简体   繁体   中英

How to pass a parameter to python script in Nifi

Maybe this is a stupid question, but I have to ask.

I have a Collect_data processor in Nifi and it streams messages into another process that use a python script to parse that and create json file. The problem is that I don't know what is the input for function in python script. How to pass those messages (16-digit numbers) from Collect_data processor into next processor contains python script. Is there any good, basic example about this?

I was already looking for some examples online, but not really get it.

import datetime
import hashlib
from urlparse import urlparse, parse_qs
import sys
from urlparse import urlparse, parse_qs
from datetime import *
import json
import java.io
from org.apache.commons.io import IOUtils
from java.nio.charset import StandardCharsets
from org.apache.nifi.processor.io import StreamCallback
from time import time


def parse_zap(inputStream, outputStream):
    data = inputStream
    buf = (hashlib.sha256(bytearray.fromhex(data)).hexdigest())
    buf = int(buf, 16)
    buf_check = str(buf)
    if buf_check[17] == 2:
        pass
    datetime_now = datetime.now()
    log_date = datetime_now.isoformat()
    try:
        mac = buf_check[7:14].upper()
        ams_id = buf_check[8:]
        action = buf_check[3:4]
        time_a = int(time())
        dict_test = {
        "user": {
            "guruq" : 'false'
        },
        "device" : {
            "type" : "siolbox",
            "mac": mac
        },
        "event" : {
            "origin" : "iptv",
            "timestamp": time_a,
            "type": "zap",
            "product-type" : "tv-channel",
            "channel": {
                "id" : 'channel_id',
                "ams-id": ams_id
            },
            "content": {
                "action": action
            }
        }
        }
        return dict_test
    except Exception as e:
        print('%s nod PARSE 500 \"%s\"' % (log_date, e))

I thank I'm reading correctly, but now I can't create output. Thanks in advance.

I think I understand your question, but it is somewhat ambiguous about your flow. I'm answering for a few different possible scenarios.

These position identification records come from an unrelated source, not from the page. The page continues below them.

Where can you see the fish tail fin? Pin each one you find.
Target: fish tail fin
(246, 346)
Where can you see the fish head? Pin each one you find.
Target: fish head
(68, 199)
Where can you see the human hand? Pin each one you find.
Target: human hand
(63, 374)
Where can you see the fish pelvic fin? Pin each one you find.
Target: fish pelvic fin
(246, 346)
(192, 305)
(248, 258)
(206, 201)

  1. You have a processor which obtains data from a source (ie FetchFTP ) and has a connection to an ExecuteScript processor which contains a Python script to transform those values. In this case, the Python script can operate on the flowfile attributes and content directly using the standard API. See Matt Burgess' blog for many examples of writing custom scripts to operate on the data.
  2. You have a processor which obtains data from a source and has a connection to an ExecuteStreamCommand processor, which invokes an external Python script using a command like python my_external_script.py arg1 arg2 ... . In this case, the flowfile content is passed to STDIN by the ExecuteStreamCommand processor, so your script should consume it in that way. This answer explains more about using ExecuteStreamCommand with Python scripts.
  3. You have a custom processor that internally calls a separate Python process. This is a bad idea and should be refactored to one of the other models. This breaks separation of concerns, loses the processor lifecycle assistance, obscures thread handling and timing, lacks provenance visibility, and goes against the development model of NiFi.

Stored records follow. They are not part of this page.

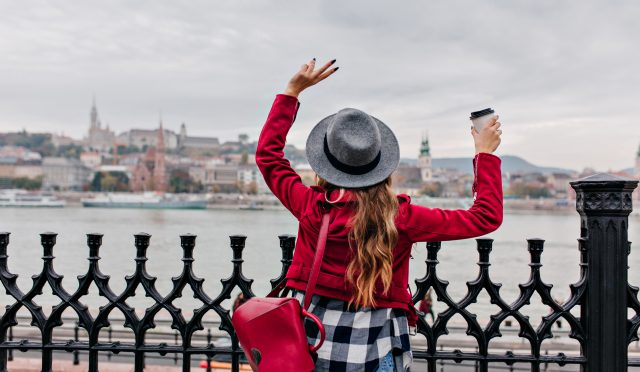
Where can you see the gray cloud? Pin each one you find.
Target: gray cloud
(562, 74)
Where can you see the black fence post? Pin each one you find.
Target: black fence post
(4, 242)
(76, 353)
(604, 204)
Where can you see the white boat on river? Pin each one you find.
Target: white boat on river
(28, 199)
(147, 200)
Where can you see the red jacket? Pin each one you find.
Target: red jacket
(414, 223)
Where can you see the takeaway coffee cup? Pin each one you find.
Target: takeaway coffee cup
(482, 118)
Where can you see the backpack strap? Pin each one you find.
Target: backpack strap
(317, 260)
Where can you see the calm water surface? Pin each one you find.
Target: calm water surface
(262, 253)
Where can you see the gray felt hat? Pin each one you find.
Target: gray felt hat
(352, 149)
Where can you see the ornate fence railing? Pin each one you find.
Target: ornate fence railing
(602, 294)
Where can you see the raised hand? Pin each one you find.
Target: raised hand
(308, 76)
(488, 139)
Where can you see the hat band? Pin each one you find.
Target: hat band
(350, 169)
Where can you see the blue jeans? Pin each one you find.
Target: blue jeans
(387, 364)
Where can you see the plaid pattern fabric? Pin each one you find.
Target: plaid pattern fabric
(357, 341)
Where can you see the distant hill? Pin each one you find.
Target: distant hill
(510, 163)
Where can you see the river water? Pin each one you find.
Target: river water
(262, 254)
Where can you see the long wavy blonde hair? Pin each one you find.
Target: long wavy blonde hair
(372, 237)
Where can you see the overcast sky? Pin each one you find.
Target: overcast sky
(563, 75)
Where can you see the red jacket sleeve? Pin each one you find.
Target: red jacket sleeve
(434, 224)
(281, 179)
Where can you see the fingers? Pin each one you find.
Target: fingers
(326, 74)
(325, 67)
(312, 65)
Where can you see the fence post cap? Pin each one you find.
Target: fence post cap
(604, 181)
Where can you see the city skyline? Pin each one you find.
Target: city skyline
(564, 84)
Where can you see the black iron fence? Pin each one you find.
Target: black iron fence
(602, 294)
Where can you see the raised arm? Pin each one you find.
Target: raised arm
(282, 180)
(435, 224)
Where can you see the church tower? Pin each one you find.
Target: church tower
(637, 167)
(95, 122)
(159, 168)
(424, 160)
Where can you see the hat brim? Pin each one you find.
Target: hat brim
(389, 158)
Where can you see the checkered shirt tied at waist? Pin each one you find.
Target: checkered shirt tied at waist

If your Python script is very simple, you could put it in a ScriptedRecordWriter and use that to handle multiple "records" simultaneously to gain performance benefits. This might be advanced for your use case, depending on what your flow and incoming data looks like.

Update 2018-10-03 10:50

Try using this script in the ExecuteScript body:

import json
import java.io
from org.apache.commons.io import IOUtils
from java.nio.charset import StandardCharsets
from org.apache.nifi.processor.io import StreamCallback

class PyStreamCallback(StreamCallback):
    def __init__(self):
        pass
    def process(self, inputStream, outputStream):
        text = IOUtils.toString(inputStream, StandardCharsets.UTF_8)
        result = parse_zap(text)

        outputStream.write(bytearray(result.encode('utf-8')))

flowFile = session.get()
if (flowFile != None):
    flowFile = session.write(flowFile,PyStreamCallback())
    flowFile = session.putAttribute(flowFile, "parsed_zap", "true")
    session.transfer(flowFile, REL_SUCCESS)

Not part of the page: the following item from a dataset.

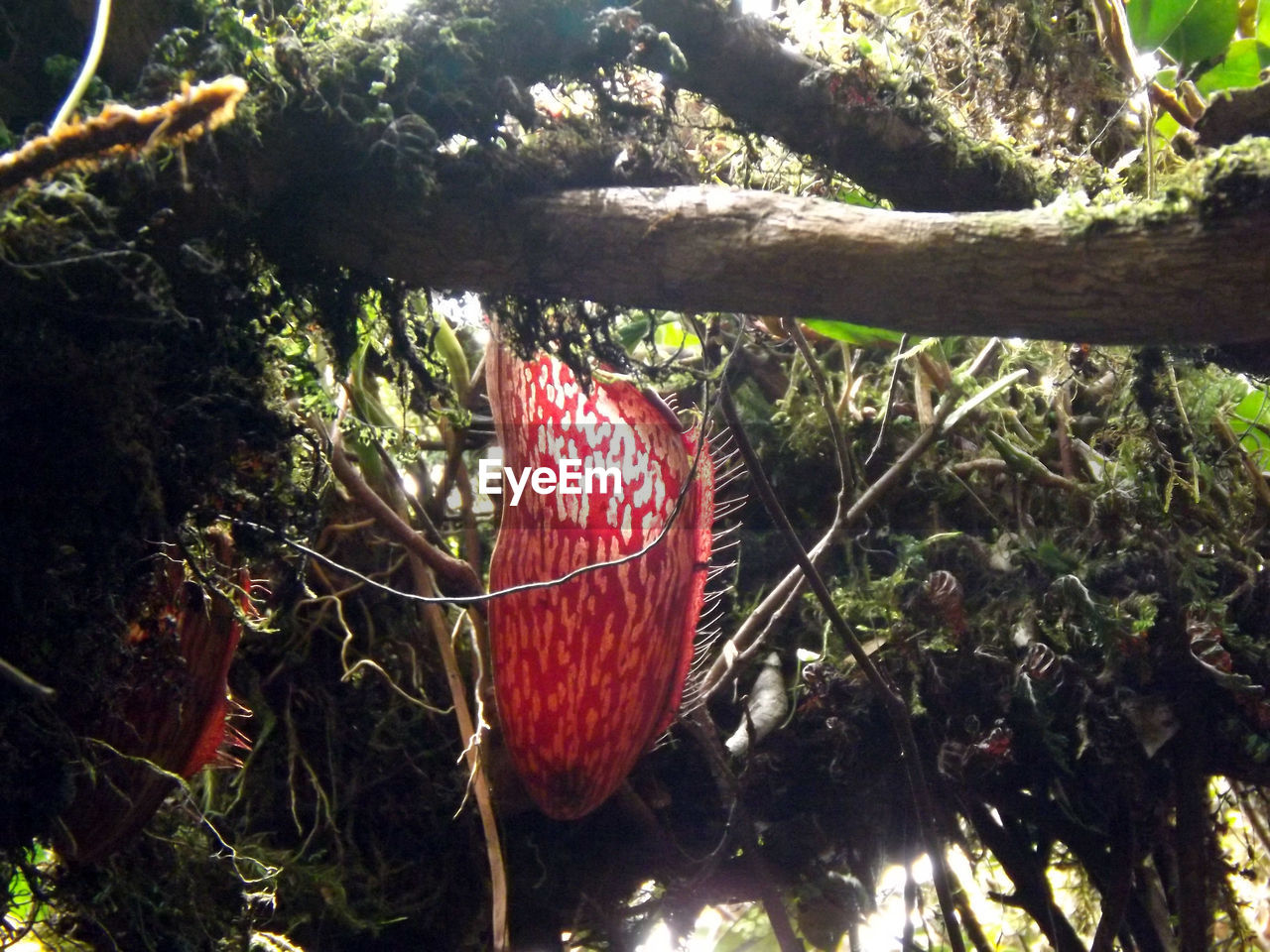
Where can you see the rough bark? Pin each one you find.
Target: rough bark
(843, 117)
(1185, 278)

// Your parse_zap() method here, with the signature changed to just accept a single string
...

Take a look a this script:

import json
import java.io
from org.apache.commons.io import IOUtils
from java.nio.charset import StandardCharsets
from org.apache.nifi.processor.io import StreamCallback

class PyStreamCallback(StreamCallback):
  def __init__(self):
        pass
  def process(self, inputStream, outputStream):
    text = IOUtils.readLines(inputStream, StandardCharsets.UTF_8)
    for line in text[1:]:
        outputStream.write(line + "\n") 

flowFile = session.get()
if (flowFile != None):
  flowFile = session.write(flowFile,PyStreamCallback())
  flowFile = session.putAttribute(flowFile, "filename", flowFile.getAttribute('filename').split('.')[0]+'_translated.json')
  session.transfer(flowFile, REL_SUCCESS)

It takes from a property the number of lines to be removed from the flowfile, and then take the flowfile and write it again without this lines, it's easy and a good example of both, how to use the properties, and how to use the flowfile.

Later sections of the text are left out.